When I think about my father, Eddie Graham Jr., I remember a fighter. He was a brilliant Black
man who grew up in St. Pete during the height of the war on drugs, struggling with addiction and
mental illness in a system that was never designed to support him.
There were times when things started to look up. He’d find a job, get a roof over his head, and
begin to rebuild. But the cost of living kept rising, his wages stayed low, and his mental health
deteriorated under the pressure to keep up. Again and again, he fell through the cracks despite
his best efforts. We tried to help. He asked for help. But the support he needed just wasn’t there.
Last year, we lost him after a long battle with mental health and addiction.
I’ve spent most of my adult life working with nonprofits here in the Tampa Bay Area, helping
organizations secure the funding and attention they need to support people like my father. But
after losing him, I realized it just wasn’t enough. We can’t keep trying to patch a system that’s
fundamentally broken. That’s why I’m running for office.
Because the truth is, this system isn’t working for everyday people — not for families in Child’s
Park, not for those in Lake Maggiore, not in South Hillsborough, and not for anyone who is
working class and trying to thrive in this state. Wages aren’t keeping up, housing is
unaffordable, our public schools are being sabotaged, and access to mental health care is still
out of reach for too many.
We don’t need small tweaks around the edges or more of the same. It’s too late for that. We
need bold, practical action that reflects the urgency of this moment and transforms the lived
reality of the people in our state.
Here’s what that could look like:
1 – Build more affordable housing. The housing crisis is one of the biggest issues facing
Tampa Bay. We need serious state and local investments, streamlined permitting, and a
commitment to putting more affordable homes on the market.
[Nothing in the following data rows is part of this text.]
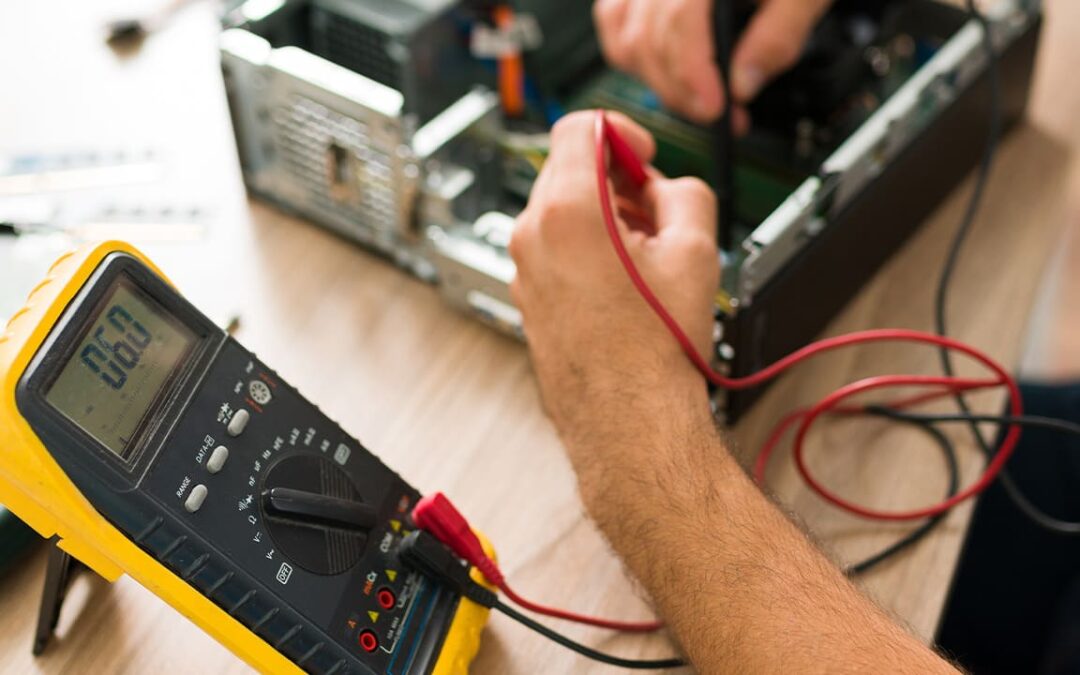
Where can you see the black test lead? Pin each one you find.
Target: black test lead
(723, 133)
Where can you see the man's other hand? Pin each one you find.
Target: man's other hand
(602, 356)
(669, 43)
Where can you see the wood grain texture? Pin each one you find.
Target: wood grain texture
(453, 406)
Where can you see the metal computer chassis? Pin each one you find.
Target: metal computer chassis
(341, 149)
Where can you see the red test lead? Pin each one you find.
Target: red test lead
(609, 143)
(436, 515)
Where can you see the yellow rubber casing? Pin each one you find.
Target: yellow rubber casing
(35, 488)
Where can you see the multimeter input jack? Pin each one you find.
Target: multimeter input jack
(368, 642)
(386, 598)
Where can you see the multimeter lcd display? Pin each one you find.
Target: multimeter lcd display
(121, 364)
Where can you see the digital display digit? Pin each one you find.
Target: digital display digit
(120, 366)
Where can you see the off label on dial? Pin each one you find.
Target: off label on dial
(259, 392)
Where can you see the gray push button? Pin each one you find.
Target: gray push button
(239, 422)
(217, 458)
(196, 497)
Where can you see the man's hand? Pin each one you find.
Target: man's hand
(594, 340)
(738, 584)
(669, 43)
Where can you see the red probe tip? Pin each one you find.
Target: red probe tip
(436, 515)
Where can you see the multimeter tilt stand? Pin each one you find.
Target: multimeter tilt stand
(150, 443)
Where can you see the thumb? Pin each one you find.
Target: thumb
(683, 207)
(772, 43)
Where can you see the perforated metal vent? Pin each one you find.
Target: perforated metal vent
(360, 48)
(360, 198)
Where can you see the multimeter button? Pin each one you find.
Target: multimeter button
(196, 497)
(239, 422)
(216, 461)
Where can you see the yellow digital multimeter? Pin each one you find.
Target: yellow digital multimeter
(153, 444)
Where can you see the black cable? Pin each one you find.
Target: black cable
(1012, 490)
(954, 484)
(724, 133)
(423, 553)
(638, 664)
(1039, 421)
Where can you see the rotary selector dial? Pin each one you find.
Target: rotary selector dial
(314, 514)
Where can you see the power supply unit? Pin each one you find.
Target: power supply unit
(375, 119)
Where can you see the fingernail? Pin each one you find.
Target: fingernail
(746, 81)
(701, 108)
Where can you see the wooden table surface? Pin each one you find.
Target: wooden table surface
(451, 405)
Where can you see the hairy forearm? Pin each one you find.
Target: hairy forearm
(740, 585)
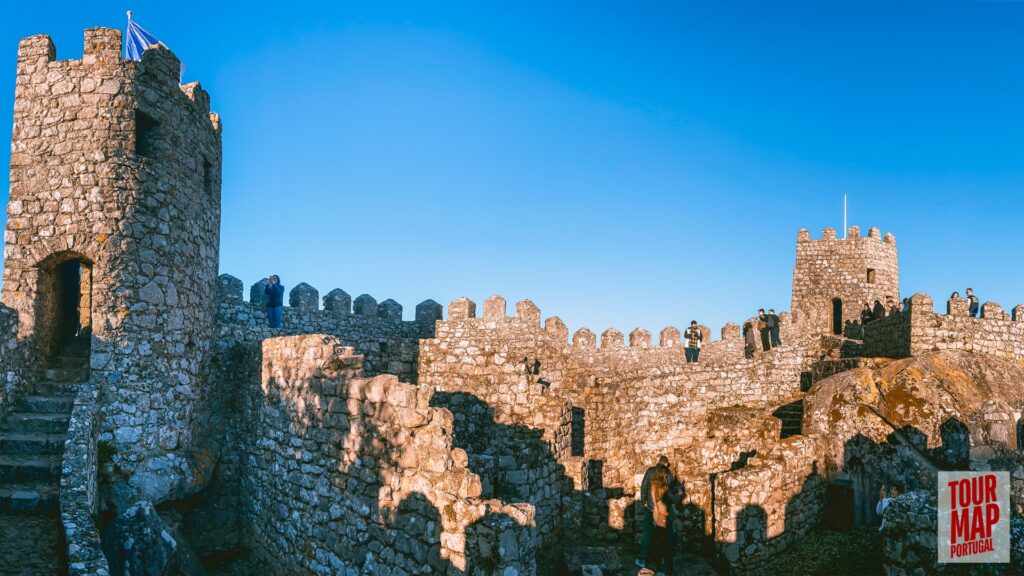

2 – Expand Medicaid. More than 800,000 Floridians, including many in our own
neighborhoods, are shut out of life-saving mental and physical health care. It’s past time
to change that.
3 – Raise wages by rewarding good employers. Instead of handing tax breaks to
corporations with no accountability, let’s create a “Good Jobs” tax incentive that rewards
businesses that raise wages and invest in their employees. 
4 – Reimagine public education. I believe in our public schools, but we need to face reality.
Right now, we have a grading system that gives schools and districts “A” ratings, even
as students graduate unprepared for life after high school. We need fewer high-stakes
tests, a better accountability model, and greater investment in support systems such as
counselors, reading specialists, and career pathways that actually help kids succeed.
These aren’t just ideas. They come from years of working with service providers and listening to people across St. Pete and the Tampa Bay Area, sitting with their stories, and walking alongside them as they try to navigate systems that too often fail them just like it failed my father. His story is the reason I’m doing this. Not just out of grief, but out of a deep belief that we have to do better.
I know how many families are still one crisis away from a similar loss. We don’t have time to wait. Our community deserves leadership that is rooted in lived experience, focused on results, and committed to the dignity and well-being of every person in this community.
I’m running because my son, and families in St. Petersburg and across our state, deserve a
system that saves lives, and I’m ready to fight for it.